Resistance to the ban is reflected in the statement of Roseburg School District superintendent, Lee Paterson. He said: “We have no data that shows how an Indian mascot does harm.” Exploration of the issue by state school officials may be able to give him some insights into the harm, especially when a student minority is personally affected.
It has to be hard for school officials to take an unpopular public stand against the majority attitude no matter how unjust the majority view may be. I saw it from personal experience at my hometown high school in Pekin, Ill. It was natural for Pekin to take on a Chinese identity because of the town’s name. What seems inconceivable to me now is that the school nickname of its teams for decades was Chinks!

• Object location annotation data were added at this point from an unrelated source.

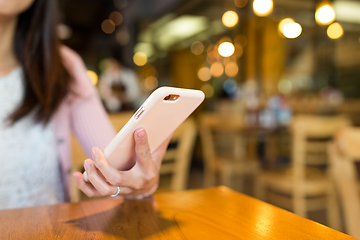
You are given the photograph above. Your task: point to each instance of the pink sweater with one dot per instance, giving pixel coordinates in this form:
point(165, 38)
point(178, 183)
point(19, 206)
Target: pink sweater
point(82, 112)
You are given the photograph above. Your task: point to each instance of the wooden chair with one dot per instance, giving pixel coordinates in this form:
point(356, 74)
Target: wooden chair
point(224, 153)
point(344, 153)
point(176, 162)
point(306, 181)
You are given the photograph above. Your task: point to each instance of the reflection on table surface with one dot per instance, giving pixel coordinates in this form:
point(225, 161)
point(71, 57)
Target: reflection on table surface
point(214, 213)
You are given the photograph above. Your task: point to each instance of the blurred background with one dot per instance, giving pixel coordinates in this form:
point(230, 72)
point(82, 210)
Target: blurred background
point(281, 77)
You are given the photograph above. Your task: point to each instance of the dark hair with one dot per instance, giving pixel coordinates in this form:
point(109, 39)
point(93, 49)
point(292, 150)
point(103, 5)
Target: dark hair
point(37, 49)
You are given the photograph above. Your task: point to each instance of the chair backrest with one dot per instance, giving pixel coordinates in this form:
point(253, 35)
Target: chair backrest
point(310, 135)
point(344, 152)
point(176, 161)
point(220, 137)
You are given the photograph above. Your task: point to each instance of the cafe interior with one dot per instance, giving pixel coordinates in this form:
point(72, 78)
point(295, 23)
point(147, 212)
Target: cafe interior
point(280, 121)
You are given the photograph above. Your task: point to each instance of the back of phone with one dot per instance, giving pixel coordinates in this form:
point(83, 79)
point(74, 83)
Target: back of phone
point(160, 115)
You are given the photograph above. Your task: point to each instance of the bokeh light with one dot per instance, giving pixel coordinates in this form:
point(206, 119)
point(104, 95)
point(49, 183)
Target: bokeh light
point(140, 58)
point(262, 7)
point(208, 90)
point(283, 23)
point(284, 86)
point(226, 49)
point(238, 50)
point(335, 31)
point(93, 77)
point(108, 26)
point(241, 39)
point(123, 36)
point(217, 69)
point(230, 86)
point(240, 3)
point(150, 83)
point(231, 69)
point(292, 30)
point(230, 18)
point(325, 14)
point(204, 74)
point(116, 17)
point(197, 48)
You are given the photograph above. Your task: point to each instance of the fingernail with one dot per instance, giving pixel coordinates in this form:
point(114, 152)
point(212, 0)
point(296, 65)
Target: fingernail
point(74, 174)
point(95, 152)
point(87, 165)
point(141, 133)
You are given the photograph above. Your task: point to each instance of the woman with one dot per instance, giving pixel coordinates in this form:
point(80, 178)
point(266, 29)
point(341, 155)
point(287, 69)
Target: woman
point(44, 93)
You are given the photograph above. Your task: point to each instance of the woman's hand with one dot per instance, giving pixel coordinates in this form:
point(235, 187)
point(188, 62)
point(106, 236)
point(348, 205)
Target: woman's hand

As a student, I was unaware (as were all others in the town of 20,000) that Chink is considered a slur by Chinese. The town found out in the mid-‘60s, when it gained statewide attention by winning the Illinois basketball championship. Pekin had no Chinese residents. But there were many in Chicago, 180 miles to the north, and they reacted. Resistance to changing the name in Pekin was strong, but it came within four years, when the name was changed to Dragons.
Unintended nickname bigotry in Illinois had an impact in Oregon three years ago. Some students and faculty of the University of Oregon objected to plans for a two-game series with the University of Illinois Illini, a nickname in serious dispute at the NCAA level. Major objection has been to the use of a mascot, Chief Illiniwek, a cause of resentment for many Native Americans. The mascot last year was dropped.
So it can be done. It may not be easy. Some have such loyalty to a nickname and mascot that they find it hard to consider the special meaning- positive or negative-that name has in the ethnic history of those from which it was borrowed.
That’s what such names in dispute, as in Marcola Indians, are on loan. When the owner no longer can abide its misuse in a foreign setting, it’s time to give it up.